Парень притянул рапорт к себе и начал вслух читать:

— Докладываю, что по имеющейся информации Сапожников Николай и Рыжов Игорь по кличке Рыжий, в группе в составе шести— семи человек, своих ровесников, совершают грабежи в районе улиц Диктатуры и Мёртвого чекиста…. Это что?

— Там же написано — рапорт, вон виза моего командира и начальника райотдела — уголовному розыску — отработать.

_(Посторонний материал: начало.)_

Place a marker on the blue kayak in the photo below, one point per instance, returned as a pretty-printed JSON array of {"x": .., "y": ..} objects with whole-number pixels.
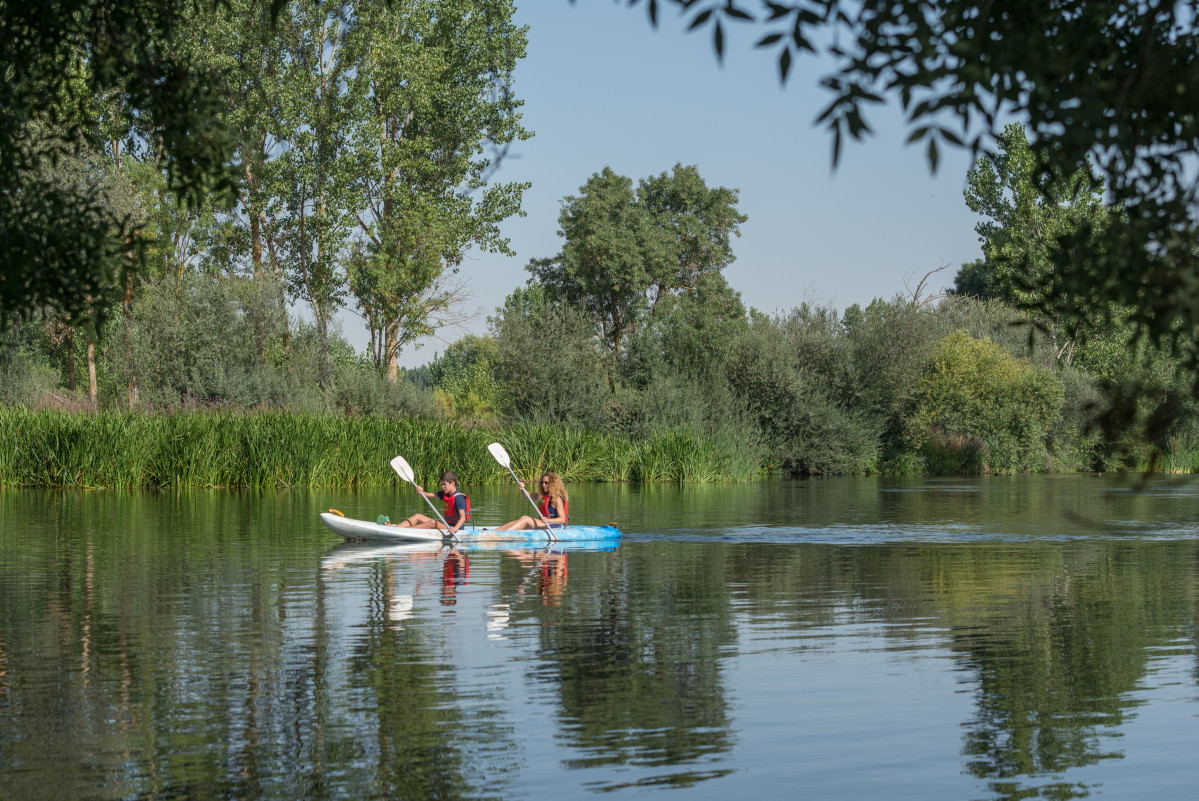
[{"x": 353, "y": 529}]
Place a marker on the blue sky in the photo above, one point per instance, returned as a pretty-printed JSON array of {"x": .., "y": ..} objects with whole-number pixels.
[{"x": 602, "y": 88}]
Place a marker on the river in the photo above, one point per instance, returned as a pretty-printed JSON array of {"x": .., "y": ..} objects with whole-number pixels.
[{"x": 856, "y": 638}]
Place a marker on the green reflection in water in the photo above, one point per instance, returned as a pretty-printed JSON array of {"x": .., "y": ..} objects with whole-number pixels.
[{"x": 191, "y": 645}]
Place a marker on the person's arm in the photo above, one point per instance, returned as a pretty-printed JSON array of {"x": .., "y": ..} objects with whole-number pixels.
[
  {"x": 560, "y": 505},
  {"x": 459, "y": 505}
]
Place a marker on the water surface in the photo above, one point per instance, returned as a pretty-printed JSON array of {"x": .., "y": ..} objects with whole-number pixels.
[{"x": 978, "y": 638}]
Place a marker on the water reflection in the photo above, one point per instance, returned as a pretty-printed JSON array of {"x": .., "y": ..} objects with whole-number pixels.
[{"x": 221, "y": 645}]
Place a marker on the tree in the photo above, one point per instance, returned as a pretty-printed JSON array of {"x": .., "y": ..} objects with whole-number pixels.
[
  {"x": 433, "y": 90},
  {"x": 1030, "y": 209},
  {"x": 1108, "y": 83},
  {"x": 626, "y": 252},
  {"x": 313, "y": 175},
  {"x": 59, "y": 245}
]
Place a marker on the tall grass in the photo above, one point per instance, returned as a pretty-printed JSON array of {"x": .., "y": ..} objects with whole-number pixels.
[{"x": 279, "y": 449}]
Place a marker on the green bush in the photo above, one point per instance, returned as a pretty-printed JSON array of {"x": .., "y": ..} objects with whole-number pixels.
[
  {"x": 803, "y": 429},
  {"x": 976, "y": 390},
  {"x": 547, "y": 362}
]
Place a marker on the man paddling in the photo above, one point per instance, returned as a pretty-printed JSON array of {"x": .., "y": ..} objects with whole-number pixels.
[{"x": 456, "y": 507}]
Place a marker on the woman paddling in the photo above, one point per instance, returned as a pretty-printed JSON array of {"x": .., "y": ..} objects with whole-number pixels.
[{"x": 553, "y": 506}]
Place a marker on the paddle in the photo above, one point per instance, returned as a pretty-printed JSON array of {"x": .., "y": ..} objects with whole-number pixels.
[
  {"x": 405, "y": 471},
  {"x": 501, "y": 456}
]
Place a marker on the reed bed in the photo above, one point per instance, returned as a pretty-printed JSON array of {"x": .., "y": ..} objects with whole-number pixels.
[{"x": 281, "y": 449}]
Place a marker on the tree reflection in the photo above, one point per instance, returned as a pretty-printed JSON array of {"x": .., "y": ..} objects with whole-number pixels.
[{"x": 637, "y": 660}]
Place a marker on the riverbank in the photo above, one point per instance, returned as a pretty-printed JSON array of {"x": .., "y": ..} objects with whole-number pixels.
[{"x": 282, "y": 449}]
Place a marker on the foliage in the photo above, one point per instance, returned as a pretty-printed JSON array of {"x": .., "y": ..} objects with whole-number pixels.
[
  {"x": 980, "y": 399},
  {"x": 464, "y": 379},
  {"x": 625, "y": 253},
  {"x": 803, "y": 428},
  {"x": 61, "y": 244},
  {"x": 1110, "y": 83},
  {"x": 429, "y": 90},
  {"x": 547, "y": 362},
  {"x": 690, "y": 335},
  {"x": 1029, "y": 208}
]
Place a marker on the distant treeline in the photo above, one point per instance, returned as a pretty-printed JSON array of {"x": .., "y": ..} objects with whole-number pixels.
[{"x": 896, "y": 387}]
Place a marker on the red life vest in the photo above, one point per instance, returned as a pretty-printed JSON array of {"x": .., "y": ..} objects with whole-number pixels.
[
  {"x": 549, "y": 510},
  {"x": 451, "y": 511}
]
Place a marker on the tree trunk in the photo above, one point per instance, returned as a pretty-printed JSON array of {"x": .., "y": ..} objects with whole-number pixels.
[
  {"x": 71, "y": 381},
  {"x": 92, "y": 392},
  {"x": 127, "y": 311}
]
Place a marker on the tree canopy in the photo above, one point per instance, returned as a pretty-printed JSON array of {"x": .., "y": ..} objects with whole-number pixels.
[
  {"x": 626, "y": 252},
  {"x": 1106, "y": 83}
]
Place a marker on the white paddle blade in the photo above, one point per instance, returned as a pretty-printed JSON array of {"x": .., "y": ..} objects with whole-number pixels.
[
  {"x": 500, "y": 455},
  {"x": 405, "y": 471}
]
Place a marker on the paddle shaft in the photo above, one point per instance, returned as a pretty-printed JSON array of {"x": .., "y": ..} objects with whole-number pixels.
[{"x": 549, "y": 531}]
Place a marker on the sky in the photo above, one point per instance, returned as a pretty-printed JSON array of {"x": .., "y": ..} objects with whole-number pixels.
[{"x": 602, "y": 88}]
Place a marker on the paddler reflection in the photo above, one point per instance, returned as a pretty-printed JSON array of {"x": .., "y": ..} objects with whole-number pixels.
[
  {"x": 455, "y": 573},
  {"x": 548, "y": 568}
]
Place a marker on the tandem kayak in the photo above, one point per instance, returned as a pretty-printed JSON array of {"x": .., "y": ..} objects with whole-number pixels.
[{"x": 353, "y": 529}]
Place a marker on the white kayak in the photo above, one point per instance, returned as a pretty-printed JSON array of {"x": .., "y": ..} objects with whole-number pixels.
[{"x": 353, "y": 529}]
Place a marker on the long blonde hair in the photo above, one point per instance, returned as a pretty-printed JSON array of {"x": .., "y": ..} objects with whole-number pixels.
[{"x": 556, "y": 488}]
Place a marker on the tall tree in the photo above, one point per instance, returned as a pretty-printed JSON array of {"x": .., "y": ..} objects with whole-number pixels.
[
  {"x": 59, "y": 244},
  {"x": 1109, "y": 82},
  {"x": 433, "y": 90},
  {"x": 626, "y": 252},
  {"x": 1030, "y": 210},
  {"x": 313, "y": 174}
]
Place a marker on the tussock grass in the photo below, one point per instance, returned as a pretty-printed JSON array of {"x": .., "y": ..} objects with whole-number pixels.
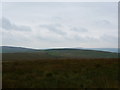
[{"x": 61, "y": 73}]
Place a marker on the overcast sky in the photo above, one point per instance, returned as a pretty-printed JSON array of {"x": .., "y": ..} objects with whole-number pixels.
[{"x": 53, "y": 25}]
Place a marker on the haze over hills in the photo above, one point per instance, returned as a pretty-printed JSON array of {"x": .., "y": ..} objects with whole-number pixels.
[
  {"x": 11, "y": 49},
  {"x": 18, "y": 53}
]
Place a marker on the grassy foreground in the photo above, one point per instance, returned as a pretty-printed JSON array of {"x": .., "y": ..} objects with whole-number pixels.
[{"x": 65, "y": 73}]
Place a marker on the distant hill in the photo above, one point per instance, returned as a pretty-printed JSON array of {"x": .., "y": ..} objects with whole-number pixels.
[
  {"x": 105, "y": 49},
  {"x": 18, "y": 53},
  {"x": 9, "y": 49}
]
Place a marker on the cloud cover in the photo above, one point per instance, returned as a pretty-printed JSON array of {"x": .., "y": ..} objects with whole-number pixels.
[{"x": 60, "y": 24}]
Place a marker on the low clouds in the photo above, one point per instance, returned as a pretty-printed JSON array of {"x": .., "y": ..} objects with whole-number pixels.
[
  {"x": 8, "y": 25},
  {"x": 79, "y": 29},
  {"x": 54, "y": 28}
]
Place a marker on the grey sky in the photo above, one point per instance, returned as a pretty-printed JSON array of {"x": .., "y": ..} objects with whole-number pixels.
[{"x": 50, "y": 24}]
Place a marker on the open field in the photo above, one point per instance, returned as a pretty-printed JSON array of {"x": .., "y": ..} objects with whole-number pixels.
[{"x": 64, "y": 73}]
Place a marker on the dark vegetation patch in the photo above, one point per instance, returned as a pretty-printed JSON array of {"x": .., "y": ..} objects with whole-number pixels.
[{"x": 64, "y": 73}]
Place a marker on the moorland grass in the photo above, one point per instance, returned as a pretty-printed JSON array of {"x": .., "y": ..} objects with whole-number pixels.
[{"x": 61, "y": 73}]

— Угум — парень перевернул рапорт и на обратной стороне написал:

— Справка. В районе указанных улиц грабежей, совершенных указанным способом не зарегистрировано. Оперуполномоченный отделения уголовного розыска лейтенант такой-то- поставил дату и расписался.

— Все, иди.

— То есть, уже отработали?

— Ну ты же читать умеешь! Видишь, по-русски на писано — не зарегистрировано.

— Понятно.

— Слушай…. рядовой, ты, сколько работаешь в милиции?

— Два месяца.

— Что? И уже рапорта с оперативной информацией строчишь? Иди, года два-три поработай, а потом будешь такие бумаги писать. Или сам задержи грабителей и коли их на все грабежи района, а сюда с такой фигней не ходи, тоже мне, оперативная информация.

— Я понял вас, всего хорошего.

Эта смена далась мне нелегко. Местная шушера, сидя в фойе общежития, в открытую не хамила, но периодически ржала, как кони, чуть ли не тыкая в меня пальцем.

— Что это они? — Дима был в полном охранении, казалось, что мы не наводили тут порядок на протяжении целого месяца, а пришли в первый раз, да еще и в обгаженных штанах.

— Да, понимаешь, Дим, тут у меня вчера случилась маленькая неприятность.

Выслушав меня, мой напарник решительно встал во весь свой не маленький рост: — Пойдем, парочку в отдел доставим, они угомоняться.

— Дима, сядь. Их через пол часа отпустят, этим мы проблему не решим. Потом ты заметил, девчонки наши в фойе не спустились. Значить, им уже сказали, что я сыкло, и жулики меня по району гоняли, а то и еще что хуже приплели. Нас то не тронут, только ржать в спину будут, а на них отыграются.

Дима вновь вскочил, сжав пудовые кулачища.

— Дима, сядь, я завтра все решу.

— От меня что надо?

— Завтра все расскажу.

Глава 12

Глава двенадцатая. Узник совести.

Следующая смена была повторением предыдущей, смешки в спину, приглушенный мат, другие легкие провокации. С девяти вечера мы, морально сломленные, как казалось нашим весёлым оппонентам, возле общежития не появлялись, с позором оставив поле боя за ликующим противником. Окончательно добить нас должна была надпись розовым мелом на ржавой двери ближайшего овощехранилища «Рыжий, мы отомстим».